Par , publié le 6 juin 2023

Engagés dans une intense bataille de lobbying à Bruxelles, les géants américains du numérique touchent au but. Selon l’agence Reuters, la majorité des gouvernements des Vingt-Sept s’opposent en effet au projet de “contribution juste”, qui serait imposée aux grands consommateurs de bande passante, en particulier Netflix et YouTube, pour financer le déploiement et l’entretien des réseaux Internet, comme la fibre optique et la 5G. Défendue par les opérateurs télécoms, l’idée n’est pas nouvelle. Elle est soutenue par la Commission européenne, notamment par Thierry Breton, le commissaire au marché intérieur, mais aussi par les gouvernements français, espagnol et italien. L’Allemagne, l’Irlande ou encore les Pays-Bas font, en revanche, partie des opposants.

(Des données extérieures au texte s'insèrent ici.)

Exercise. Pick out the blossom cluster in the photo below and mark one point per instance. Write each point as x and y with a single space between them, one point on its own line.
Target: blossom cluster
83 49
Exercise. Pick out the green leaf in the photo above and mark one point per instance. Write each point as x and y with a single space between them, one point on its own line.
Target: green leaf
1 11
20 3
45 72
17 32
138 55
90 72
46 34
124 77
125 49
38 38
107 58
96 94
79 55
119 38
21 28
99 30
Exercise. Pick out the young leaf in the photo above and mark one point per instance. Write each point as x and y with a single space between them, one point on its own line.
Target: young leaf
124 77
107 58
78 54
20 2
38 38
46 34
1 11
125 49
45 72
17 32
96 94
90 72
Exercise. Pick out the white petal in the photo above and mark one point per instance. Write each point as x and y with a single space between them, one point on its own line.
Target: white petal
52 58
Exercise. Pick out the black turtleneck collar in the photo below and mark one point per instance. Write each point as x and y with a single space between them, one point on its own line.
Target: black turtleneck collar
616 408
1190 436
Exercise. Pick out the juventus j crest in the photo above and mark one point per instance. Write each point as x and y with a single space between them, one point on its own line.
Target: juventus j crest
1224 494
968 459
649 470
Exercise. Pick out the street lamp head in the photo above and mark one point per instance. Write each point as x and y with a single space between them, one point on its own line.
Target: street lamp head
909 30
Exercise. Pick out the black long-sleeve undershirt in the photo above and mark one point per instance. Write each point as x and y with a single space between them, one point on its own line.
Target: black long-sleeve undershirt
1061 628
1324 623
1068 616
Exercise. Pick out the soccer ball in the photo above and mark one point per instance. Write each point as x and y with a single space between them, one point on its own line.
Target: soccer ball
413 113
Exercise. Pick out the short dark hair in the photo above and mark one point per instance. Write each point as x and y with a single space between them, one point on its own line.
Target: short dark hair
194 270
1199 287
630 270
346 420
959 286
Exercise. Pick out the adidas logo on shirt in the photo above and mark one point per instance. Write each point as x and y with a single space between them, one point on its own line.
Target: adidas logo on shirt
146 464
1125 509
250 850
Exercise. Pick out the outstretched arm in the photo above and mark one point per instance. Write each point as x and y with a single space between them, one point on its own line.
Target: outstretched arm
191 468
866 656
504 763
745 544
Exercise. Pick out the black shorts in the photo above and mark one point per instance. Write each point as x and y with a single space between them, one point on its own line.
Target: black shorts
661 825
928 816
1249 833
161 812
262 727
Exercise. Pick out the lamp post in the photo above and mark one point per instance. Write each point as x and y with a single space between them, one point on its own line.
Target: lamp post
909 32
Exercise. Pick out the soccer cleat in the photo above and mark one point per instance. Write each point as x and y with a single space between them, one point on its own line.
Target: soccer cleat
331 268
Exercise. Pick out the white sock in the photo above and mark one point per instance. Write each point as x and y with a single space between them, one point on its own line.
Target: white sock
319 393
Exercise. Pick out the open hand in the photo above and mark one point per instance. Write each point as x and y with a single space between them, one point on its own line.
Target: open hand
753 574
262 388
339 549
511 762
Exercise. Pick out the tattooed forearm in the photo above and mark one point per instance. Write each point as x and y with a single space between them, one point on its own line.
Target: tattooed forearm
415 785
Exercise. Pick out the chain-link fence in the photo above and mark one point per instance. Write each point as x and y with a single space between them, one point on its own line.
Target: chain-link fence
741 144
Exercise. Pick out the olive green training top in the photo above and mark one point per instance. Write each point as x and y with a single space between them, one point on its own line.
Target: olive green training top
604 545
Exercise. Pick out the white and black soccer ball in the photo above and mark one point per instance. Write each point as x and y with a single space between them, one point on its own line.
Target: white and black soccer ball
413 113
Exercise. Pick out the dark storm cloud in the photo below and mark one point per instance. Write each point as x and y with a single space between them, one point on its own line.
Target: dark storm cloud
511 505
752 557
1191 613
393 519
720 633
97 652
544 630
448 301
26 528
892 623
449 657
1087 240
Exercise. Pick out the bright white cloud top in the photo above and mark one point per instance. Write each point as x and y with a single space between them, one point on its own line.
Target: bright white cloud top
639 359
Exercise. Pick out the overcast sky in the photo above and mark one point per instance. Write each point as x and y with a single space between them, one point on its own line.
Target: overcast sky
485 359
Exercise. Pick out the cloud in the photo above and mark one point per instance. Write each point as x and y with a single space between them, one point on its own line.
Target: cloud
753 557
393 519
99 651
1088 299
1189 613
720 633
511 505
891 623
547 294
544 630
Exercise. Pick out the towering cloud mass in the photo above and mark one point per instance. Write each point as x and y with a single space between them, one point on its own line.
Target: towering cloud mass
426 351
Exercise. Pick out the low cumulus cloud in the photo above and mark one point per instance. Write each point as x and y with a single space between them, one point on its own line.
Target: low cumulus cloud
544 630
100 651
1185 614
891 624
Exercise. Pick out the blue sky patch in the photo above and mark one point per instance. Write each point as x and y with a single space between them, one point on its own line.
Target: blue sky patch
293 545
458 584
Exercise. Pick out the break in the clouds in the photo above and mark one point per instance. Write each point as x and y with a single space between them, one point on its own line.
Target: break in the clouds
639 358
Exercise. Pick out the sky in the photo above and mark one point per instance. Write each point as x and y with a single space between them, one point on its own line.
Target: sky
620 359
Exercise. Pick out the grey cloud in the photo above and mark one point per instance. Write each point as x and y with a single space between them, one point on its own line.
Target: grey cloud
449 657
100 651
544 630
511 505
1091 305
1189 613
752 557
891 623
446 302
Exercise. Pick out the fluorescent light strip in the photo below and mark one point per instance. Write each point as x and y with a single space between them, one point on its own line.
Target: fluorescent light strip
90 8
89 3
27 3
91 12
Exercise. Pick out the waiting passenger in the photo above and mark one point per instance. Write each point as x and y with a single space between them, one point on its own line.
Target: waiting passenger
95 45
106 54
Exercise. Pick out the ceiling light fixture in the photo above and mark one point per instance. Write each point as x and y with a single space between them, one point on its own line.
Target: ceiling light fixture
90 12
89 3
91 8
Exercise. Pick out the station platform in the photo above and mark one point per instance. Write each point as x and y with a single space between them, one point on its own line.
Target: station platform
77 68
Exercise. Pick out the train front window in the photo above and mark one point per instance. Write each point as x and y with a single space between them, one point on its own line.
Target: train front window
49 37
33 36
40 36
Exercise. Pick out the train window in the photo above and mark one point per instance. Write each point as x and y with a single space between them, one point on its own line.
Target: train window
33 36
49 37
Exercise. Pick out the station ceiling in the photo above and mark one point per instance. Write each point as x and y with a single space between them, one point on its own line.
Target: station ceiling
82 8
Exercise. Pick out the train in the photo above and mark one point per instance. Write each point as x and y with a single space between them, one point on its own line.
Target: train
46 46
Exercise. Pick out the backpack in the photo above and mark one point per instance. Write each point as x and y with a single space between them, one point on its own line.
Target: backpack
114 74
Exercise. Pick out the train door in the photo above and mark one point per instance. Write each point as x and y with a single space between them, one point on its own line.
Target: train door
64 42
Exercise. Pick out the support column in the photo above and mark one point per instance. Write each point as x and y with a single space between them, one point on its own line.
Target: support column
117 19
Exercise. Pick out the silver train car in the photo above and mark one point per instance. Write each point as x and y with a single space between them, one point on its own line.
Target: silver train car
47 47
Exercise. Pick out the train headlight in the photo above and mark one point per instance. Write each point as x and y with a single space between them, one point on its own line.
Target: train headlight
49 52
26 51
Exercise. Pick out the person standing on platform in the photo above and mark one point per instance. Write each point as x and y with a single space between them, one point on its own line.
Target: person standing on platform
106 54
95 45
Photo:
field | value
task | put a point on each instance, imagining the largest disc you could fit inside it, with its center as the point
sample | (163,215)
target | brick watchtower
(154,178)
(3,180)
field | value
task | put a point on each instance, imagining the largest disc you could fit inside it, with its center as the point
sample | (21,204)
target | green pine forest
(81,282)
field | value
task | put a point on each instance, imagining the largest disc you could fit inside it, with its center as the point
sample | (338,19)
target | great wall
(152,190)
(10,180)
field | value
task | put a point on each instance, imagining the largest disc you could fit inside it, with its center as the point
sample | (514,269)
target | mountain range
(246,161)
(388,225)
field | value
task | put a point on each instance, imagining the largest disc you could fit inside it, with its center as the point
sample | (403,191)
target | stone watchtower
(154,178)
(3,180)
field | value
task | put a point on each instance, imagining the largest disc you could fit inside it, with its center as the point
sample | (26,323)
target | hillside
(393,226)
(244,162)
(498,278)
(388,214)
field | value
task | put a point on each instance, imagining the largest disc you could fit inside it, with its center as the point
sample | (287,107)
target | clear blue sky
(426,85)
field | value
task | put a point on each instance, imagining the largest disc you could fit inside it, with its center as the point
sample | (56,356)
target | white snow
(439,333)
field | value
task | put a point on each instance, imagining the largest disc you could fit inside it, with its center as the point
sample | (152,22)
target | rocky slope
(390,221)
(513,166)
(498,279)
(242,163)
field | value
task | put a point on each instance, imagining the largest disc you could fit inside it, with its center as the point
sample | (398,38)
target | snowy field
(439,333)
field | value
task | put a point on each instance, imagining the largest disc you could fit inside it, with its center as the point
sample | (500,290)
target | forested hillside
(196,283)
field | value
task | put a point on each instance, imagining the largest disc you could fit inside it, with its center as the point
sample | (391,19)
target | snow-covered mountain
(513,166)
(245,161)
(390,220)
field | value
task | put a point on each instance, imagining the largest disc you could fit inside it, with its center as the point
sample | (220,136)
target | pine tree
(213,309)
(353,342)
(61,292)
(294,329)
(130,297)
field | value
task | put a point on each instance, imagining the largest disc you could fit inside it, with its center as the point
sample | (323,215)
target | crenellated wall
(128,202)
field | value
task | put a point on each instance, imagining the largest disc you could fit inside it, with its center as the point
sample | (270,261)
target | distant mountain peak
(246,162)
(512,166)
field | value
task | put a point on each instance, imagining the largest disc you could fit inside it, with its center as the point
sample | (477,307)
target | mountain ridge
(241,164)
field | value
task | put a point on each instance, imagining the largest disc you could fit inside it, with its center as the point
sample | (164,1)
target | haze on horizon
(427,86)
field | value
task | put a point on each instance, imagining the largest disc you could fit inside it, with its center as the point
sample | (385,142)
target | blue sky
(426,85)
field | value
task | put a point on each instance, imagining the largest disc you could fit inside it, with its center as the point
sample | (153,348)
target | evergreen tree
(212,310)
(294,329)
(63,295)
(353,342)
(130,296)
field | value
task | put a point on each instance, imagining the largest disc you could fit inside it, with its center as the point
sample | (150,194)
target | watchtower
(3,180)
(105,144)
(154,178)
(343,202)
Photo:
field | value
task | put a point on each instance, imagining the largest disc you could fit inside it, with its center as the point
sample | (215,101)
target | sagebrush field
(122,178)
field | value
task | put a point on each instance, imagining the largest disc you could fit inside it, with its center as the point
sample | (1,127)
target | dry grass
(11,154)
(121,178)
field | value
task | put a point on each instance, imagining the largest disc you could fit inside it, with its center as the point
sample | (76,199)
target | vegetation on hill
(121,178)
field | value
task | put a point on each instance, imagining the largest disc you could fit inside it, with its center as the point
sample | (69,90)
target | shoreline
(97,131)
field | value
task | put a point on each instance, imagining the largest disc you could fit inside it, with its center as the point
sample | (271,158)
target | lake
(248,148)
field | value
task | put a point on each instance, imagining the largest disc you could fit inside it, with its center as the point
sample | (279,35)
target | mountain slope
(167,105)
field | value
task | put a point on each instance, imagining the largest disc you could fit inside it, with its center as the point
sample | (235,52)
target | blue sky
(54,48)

Bande passante – Pour justifier leur demande, les géants des télécoms mettent en avant les importants investissements qu’ils réalisent dans les infrastructures: 50 milliards d’euros par an. Cette somme sert notamment à accompagner l’explosion du trafic, en raison principalement du développement des plateformes vidéo. Les groupes américains y contribuent grandement. En France, Netflix, Google, qui détient YouTube, Facebook et Amazon consomment plus de 40% de la bande passante, selon les données publiées par l’Arcep. Pour les opérateurs, cette situation n’est plus “viable”. Et elle menace les objectifs européens de connectivité de la population. “Les plus gros générateurs de trafic doivent verser une contribution juste aux coûts qu’ils font supporter aux réseaux”, expliquent-ils.

Neutralité du net – En face, les groupes Internet mettent en avant les risques de remise en cause de la neutralité du net, un principe fondateur du web qui assure une égalité de traitement entre tous les acteurs. Et qui est inscrit dans la législation européenne. Ils soulignent également qu’ils investissent, eux aussi, massivement dans l’infrastructure réseau en Europe, par l’intermédiaire de câbles sous-marins ou de réseaux de diffusion de contenu (CDN). Ils mettent aussi en garde contre les conséquences d’une telle initiative sur les consommateurs et les entreprises, qui paient déjà un abonnement pour accéder à Internet. Une compensation financière pourrait en effet être répercutée sur le prix des abonnements à des services vidéo ou sur ceux des plateformes de cloud.

Pas qu’en Europe – Cette bataille de gros sous, pour préserver les profits des uns ou doper ceux des autres, n’existe pas seulement en Europe. Aux États-Unis, les câblo-opérateurs avaient obtenu l’abandon de la neutralité du net en 2018, avant que celle-ci ne soit rétablie il y a deux ans. En Corée du Sud, Netflix est engagé dans un conflit judiciaire avec un fournisseur d’accès à Internet. Réunis autour d’Orange, Deutsche Telekom et Vodafone, les grands opérateurs européens ont profité d’un contexte peu favorable aux géants américains du numérique, accusés notamment de profiter de leur position dominante pour accumuler les profits. Ils ont ainsi trouvé des oreilles attentives à Bruxelles, qui a lancé en février une consultation publique qui vient de prendre fin. Le projet n’est pas encore définitivement enterré. Mais il pourrait l’être avant l’été.

Pour aller plus loin:
– Les smartphones 5G décollent… mais pas les abonnements
– La justice européenne encadre la pratique du “zero rating”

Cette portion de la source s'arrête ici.